Pyongyang (AFP): North Korean state media on Wednesday slammed upcoming visits to Seoul by the United States’ top diplomat and defence chief as “provocative” acts that would raise tensions in the region.

US Secretary of State Antony Blinken is set to arrive late Wednesday and will meet his South Korean counterpart Park Jin the following day to discuss issues including nuclear-armed North Korea, according to Seoul’s foreign ministry.

His two-day trip will be followed by a visit by US Secretary of Defence Lloyd Austin to Seoul next week for minister-level meetings.

“Uninvited guests from across the ocean will seek the extreme confrontation on the Korean peninsula which is the biggest hotspot in the world and has reached the height of explosion,” said a commentary carried by the Korean Central News Agency.
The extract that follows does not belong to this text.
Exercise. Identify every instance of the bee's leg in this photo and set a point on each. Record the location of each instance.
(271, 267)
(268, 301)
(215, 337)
“This provocative act reminds one of the visits of the warmongers for field inspection to ignite the second Korean war,” the commentary added.

Blinken and Lloyd’s visits will bring “new war clouds” to the region, it said.

The visit comes as Seoul and Washington ramp up defence cooperation in the face of a record-breaking series of weapons tests by Pyongyang this year.

A US nuclear-weapons-capable B-52 bomber made a rare landing in South Korea last month, less than a week after a South Korean port visit by the nuclear-powered aircraft carrier USS Ronald Reagan.

It also comes as North Korea is strengthening its relations with Russia.

Russia and North Korea, who are historic allies, are both under a raft of global sanctions — Moscow for its invasion of Ukraine, and Pyongyang for its testing of nuclear weapons.

The countries’ leaders, Kim Jong Un and Vladimir Putin, held a summit in September in Russia’s far east, with Seoul and Washington subsequently claiming that Pyongyang had begun providing Moscow with weapons.

South Korea’s spy agency said last week Pyongyang appeared to have received Russian advice on satellite technology in return.

North Korea has failed twice this year in its bid to put a military spy satellite into orbit and is in the final stages of preparing for a third launch, according to the spy agency.